Dieses Ausschlachten in den Medien hat es Borderlinern für lange Zeit schwer gemacht, ernst genommen zu werden. Auch heute begegne ich noch Menschen, die sagen „Ach, dass sind doch die Jugendlichen die sich ritzen. Dafür bist du doch schon zu alt.“
Mehr als nur das was man sieht
Übersehen wird dabei, dass Borderline wesentlich mehr ist, als nur Ritzen. Das selbstverletzende Verhalten – gerne auch SVV genannt – kann ein Teil dieser Erkrankung sein, muss es aber nicht.
Die zum Teil für uns Betroffenen wesentlich einschränkenderen Aspekte sind oftmals gar nicht bekannt – Ritzen ist ja auch wesentlich medienwirksamer (Achtung Ironie!).

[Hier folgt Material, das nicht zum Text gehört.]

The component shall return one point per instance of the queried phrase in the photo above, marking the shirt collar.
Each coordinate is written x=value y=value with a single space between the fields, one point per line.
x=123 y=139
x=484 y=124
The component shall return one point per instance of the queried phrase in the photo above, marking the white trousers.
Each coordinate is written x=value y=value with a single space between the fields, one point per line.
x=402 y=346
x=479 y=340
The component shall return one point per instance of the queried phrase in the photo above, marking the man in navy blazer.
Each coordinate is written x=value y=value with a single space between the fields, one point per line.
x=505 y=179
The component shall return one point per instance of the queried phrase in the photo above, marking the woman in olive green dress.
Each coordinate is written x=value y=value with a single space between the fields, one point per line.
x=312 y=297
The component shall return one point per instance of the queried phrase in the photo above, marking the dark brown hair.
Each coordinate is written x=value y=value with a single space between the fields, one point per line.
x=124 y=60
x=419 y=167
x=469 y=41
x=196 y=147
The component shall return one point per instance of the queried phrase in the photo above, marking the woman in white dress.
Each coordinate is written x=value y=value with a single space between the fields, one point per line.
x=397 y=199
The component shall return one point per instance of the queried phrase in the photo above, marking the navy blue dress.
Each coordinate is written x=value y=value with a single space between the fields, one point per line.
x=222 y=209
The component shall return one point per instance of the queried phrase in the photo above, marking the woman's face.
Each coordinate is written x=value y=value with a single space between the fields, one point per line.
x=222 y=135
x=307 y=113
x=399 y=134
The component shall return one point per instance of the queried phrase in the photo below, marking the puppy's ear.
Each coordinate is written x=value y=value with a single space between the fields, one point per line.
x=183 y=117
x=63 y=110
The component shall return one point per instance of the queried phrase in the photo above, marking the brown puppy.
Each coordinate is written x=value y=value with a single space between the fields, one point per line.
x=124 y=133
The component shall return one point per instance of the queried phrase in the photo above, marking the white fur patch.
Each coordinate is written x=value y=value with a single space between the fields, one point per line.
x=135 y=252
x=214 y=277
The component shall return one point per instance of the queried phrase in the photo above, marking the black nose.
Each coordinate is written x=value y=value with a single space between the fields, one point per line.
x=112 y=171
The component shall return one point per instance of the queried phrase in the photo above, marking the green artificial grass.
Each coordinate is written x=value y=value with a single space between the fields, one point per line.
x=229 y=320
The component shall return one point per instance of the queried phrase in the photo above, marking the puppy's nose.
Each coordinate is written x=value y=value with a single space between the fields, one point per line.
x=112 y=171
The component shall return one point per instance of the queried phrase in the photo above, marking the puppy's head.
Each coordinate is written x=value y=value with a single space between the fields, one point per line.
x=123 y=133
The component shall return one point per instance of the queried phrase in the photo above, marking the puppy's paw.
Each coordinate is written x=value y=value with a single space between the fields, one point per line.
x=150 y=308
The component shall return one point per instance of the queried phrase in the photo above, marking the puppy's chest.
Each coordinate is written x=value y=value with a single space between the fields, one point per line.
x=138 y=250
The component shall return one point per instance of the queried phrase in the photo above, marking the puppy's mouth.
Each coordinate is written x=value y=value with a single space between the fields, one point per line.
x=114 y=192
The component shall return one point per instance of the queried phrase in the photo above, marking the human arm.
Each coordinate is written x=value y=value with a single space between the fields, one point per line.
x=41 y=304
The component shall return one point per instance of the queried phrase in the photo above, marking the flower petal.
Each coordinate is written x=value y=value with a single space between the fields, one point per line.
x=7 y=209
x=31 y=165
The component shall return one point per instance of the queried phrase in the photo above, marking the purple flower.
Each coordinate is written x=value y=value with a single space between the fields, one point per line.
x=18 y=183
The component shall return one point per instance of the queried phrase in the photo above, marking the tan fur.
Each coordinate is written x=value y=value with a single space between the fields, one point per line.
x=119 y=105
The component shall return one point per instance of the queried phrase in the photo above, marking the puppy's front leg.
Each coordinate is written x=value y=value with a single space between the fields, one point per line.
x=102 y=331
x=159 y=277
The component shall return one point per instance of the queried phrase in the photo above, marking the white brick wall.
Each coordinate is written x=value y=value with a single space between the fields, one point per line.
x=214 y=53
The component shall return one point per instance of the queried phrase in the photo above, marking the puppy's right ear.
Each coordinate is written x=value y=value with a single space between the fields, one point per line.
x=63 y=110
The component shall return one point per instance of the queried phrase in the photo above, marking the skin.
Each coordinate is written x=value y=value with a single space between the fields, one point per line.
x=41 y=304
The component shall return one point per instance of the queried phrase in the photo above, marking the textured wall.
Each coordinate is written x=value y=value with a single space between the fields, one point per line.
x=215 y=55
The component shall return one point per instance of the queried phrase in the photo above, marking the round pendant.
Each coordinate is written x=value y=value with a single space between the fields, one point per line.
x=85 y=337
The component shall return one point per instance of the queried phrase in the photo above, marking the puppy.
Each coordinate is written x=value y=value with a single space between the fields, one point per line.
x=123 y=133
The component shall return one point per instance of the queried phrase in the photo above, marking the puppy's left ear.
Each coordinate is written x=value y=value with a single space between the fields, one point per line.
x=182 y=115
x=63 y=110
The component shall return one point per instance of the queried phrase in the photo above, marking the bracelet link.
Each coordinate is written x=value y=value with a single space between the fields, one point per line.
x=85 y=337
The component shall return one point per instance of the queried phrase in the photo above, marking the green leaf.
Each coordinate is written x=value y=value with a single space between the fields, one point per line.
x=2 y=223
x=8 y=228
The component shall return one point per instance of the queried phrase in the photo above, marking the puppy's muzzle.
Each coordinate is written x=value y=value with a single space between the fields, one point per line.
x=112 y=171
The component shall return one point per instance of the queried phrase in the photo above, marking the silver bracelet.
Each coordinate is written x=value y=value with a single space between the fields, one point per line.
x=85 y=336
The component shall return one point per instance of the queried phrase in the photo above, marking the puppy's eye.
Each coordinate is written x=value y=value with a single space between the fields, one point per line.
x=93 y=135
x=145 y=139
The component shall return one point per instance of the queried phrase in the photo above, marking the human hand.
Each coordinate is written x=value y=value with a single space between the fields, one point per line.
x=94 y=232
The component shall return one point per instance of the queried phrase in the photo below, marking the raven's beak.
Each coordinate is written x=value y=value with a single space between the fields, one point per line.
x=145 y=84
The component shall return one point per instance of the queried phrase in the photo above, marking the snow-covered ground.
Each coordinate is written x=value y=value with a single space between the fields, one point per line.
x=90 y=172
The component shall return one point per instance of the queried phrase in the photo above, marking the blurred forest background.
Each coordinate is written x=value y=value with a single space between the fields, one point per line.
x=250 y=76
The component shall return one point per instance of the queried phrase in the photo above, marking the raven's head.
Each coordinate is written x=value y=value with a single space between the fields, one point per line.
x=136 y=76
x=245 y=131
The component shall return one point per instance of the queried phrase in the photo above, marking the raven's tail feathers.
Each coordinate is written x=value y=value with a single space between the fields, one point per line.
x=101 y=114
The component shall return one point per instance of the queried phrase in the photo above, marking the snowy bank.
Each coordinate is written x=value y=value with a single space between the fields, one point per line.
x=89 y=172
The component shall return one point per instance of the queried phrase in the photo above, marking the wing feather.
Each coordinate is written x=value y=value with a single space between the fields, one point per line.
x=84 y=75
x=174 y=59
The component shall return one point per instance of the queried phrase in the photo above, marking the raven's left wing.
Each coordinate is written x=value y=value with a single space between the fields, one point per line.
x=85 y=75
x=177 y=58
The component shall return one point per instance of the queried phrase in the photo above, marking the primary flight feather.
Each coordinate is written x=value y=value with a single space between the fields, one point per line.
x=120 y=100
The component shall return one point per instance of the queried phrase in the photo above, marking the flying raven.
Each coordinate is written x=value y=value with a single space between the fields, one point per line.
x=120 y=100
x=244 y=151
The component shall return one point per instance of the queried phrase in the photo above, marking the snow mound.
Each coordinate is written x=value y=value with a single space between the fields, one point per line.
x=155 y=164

Viele, die sich schon mit Borderline beschäftigt haben werden den Satz „Verlass mich nicht, ich liebe dich! Ich hasse dich, verpiss dich!“ in so oder so ähnlich gehört haben und er ist ein ziemlich gutes Beispiel für die Divergenz dieser Erkrankung.
Der Begriff Borderline und auch die Einstufung dieser Erkrankung ist durch viele Stationen gegangen. Erst galt sie als direkt verwandt zur Schizophrenie, dann als Grenzerkrankung zwischen Psychose und Neurose. Irgendwann wurde sie eigenständig.
Und es trifft alles – irgendwie. Jeder Borderliner erlebt es anders, und doch ist für uns alles eines gleich: Verhaltensweisen die wir im Laufe des Lebens erlernt haben, sind ungesund für uns; Nähe und Zuneigung ertragen wir entweder gar nicht oder brauchen sie zum Leben, und das kann sich schnell abwechseln; Unser Stresslevel ist generell höher als das anderer Menschen, wir explodieren schneller, sind impulsiver.
Und irgendwie immer mit dabei: Depressionen, Manisch-depressive Episoden, oft genug Traumata mit Folgestörungen.
Es kann nicht mit einer Therapie behoben werden, es begleitet einen das Leben lang. Jeden Tag stehe ich vor der Herausforderung, meine Kraft für die Dinge einzuteilen, die mir wichtig sind.
Und ich?
Mein Mann hat eine gewisse Gelassenheit gegenüber meinen Momenten entwickelt, in denen ich ihn zurück stoße. Zum Glück. Er versteht es.
Alles zu erzählen, was Borderline mit meinem Leben angestellt hat, würde einen Beitrag sprengen. Daher werden noch so einige folgen. Erlebnisse, Erfahrungen. Für mich als Tagebuch, für euch – zum Verstehen? Vielleicht.